The best thing about little minds is that
very little things please them.


A not-so-little thank-you to Lucy for pointing out that you can make photo-collages in Picasa.
I fear this was the first of many, many hours of fun.

Tuesday, 20 November 2007

Café lights



Lately, there are no words. If I had some I might lose myself in them, wander off into another state of mind. But I have none, and am stuck and sinking in a cold, barren place. Taking photos, such as these, which I like very much, helps a little. I was here. I looked around me and touched things with my mind, and my mind smiled. It still had no words. But the light, that strong light bursting through the high windows and the heavy glass doors! Willing it to stream into my mind and knock the stiff, cramped words from their perch in a dark corner.

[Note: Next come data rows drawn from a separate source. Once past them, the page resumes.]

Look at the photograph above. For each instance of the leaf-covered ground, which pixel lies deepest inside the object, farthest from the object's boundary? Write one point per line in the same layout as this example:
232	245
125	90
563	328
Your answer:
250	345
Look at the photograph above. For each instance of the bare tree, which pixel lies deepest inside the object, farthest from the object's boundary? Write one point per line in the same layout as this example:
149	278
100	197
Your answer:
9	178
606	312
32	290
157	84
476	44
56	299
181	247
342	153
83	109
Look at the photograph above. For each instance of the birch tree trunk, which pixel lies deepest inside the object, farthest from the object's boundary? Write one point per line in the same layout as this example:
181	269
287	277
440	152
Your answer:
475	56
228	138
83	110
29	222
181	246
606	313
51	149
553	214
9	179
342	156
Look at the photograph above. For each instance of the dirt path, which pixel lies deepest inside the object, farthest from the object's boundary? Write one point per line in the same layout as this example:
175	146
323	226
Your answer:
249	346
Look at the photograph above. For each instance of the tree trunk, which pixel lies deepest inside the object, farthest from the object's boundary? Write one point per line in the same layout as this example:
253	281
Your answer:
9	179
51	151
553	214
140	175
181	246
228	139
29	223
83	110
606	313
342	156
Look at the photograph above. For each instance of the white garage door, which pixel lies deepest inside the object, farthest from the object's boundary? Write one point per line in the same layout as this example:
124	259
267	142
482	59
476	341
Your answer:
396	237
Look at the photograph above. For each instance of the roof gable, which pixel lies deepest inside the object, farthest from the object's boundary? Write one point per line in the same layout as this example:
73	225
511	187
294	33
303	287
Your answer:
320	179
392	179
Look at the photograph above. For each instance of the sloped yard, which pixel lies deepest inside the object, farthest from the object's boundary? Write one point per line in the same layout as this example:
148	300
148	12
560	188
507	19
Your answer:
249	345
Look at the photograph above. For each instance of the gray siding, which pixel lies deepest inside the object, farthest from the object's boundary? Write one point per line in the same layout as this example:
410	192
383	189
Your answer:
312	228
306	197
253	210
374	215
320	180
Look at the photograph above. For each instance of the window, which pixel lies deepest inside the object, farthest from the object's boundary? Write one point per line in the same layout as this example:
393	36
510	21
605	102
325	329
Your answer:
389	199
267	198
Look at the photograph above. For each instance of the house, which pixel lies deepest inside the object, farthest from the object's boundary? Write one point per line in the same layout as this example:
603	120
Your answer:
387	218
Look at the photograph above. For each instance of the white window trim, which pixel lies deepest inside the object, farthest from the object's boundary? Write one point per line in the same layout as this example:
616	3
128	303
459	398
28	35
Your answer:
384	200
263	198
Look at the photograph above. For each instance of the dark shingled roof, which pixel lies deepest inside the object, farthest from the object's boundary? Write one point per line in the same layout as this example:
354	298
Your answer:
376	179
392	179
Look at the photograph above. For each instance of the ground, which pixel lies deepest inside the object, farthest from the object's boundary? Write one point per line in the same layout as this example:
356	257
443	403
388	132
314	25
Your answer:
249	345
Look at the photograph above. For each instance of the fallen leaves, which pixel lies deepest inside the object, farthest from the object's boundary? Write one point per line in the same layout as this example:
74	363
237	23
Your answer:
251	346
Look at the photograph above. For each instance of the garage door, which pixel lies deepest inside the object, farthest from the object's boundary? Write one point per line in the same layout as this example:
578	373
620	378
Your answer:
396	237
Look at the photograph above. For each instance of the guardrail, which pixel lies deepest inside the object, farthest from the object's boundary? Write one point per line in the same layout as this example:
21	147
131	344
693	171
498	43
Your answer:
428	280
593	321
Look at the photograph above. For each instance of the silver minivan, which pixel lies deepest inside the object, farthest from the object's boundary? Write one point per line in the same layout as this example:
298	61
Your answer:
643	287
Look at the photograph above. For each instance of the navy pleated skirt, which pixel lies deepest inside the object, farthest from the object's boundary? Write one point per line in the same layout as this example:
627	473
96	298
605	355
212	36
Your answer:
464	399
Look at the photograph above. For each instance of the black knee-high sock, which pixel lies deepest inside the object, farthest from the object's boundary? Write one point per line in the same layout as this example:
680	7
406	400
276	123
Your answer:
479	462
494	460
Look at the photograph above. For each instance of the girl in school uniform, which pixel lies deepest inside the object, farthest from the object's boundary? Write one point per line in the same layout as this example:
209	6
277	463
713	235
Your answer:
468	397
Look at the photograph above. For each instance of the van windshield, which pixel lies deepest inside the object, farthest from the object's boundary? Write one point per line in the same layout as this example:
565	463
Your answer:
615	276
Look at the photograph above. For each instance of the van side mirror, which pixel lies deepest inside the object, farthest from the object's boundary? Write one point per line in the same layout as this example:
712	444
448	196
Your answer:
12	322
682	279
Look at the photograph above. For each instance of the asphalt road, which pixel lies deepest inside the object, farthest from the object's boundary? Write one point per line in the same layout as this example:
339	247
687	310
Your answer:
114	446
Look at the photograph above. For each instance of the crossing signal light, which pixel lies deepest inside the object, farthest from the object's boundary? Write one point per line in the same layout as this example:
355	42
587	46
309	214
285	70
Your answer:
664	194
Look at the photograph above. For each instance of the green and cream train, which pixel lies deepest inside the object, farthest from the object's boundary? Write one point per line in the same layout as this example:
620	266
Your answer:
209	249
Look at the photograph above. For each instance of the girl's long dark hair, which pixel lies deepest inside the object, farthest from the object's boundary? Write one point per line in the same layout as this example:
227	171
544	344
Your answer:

I’ve been feeling a bit envious this morning. Not good!

A little concerned about a friend who’d been out of touch for a while, since she’s not been well in recent months, I emailed her: are you okay? It turns out that she’s engrossed in NaNoWriMo, which I’d told her about, and has written 40,000 words already! I’m so happy for her: she’s written a novel, but hadn’t been writing lately and was heard to murmur sadly that she didn’t know any more if she was a writer. So this is just fantastic.

Of course I enjoy inspiring and supporting others. But of course I aspire to more than that too. And since, while my friend has been writing her novel, I’ve heaved out on some days no more than a sentence or two, and on other days no words at all to go with a photo, and missed one day completely, thus failing already to blog every day in November - I also feel disappointed and, yes, just a little envious! Hmmph. We all know this can be either a source of bitterness or a spur to new energy.



Coda
From Whiskey River today:
There are always moments when one feels empty and estranged. Such moments are most desirable, for it means the soul has cast its moorings and is sailing for distant places. This is detachment - when the old is over and the new has not yet come. If you are afraid the state may be distressing, there is really nothing to be afraid of. Remember: What ever you come across - go beyond.
Sri Nisargadatta Maharaj

Monday, 19 November 2007

If...

... I'd not been late, if rain had not been bucketing from the skies, if the bus had not pulled away as I reached the bus-stop, I'd not have been standing forlornly in the empty street when arrows of unexpected sunshine pierced my umbrella, making me look up ...

How often do you see two?

Sunday, 18 November 2007

Glass ceiling



Looking up or looking down?: the National Portrait Gallery Café.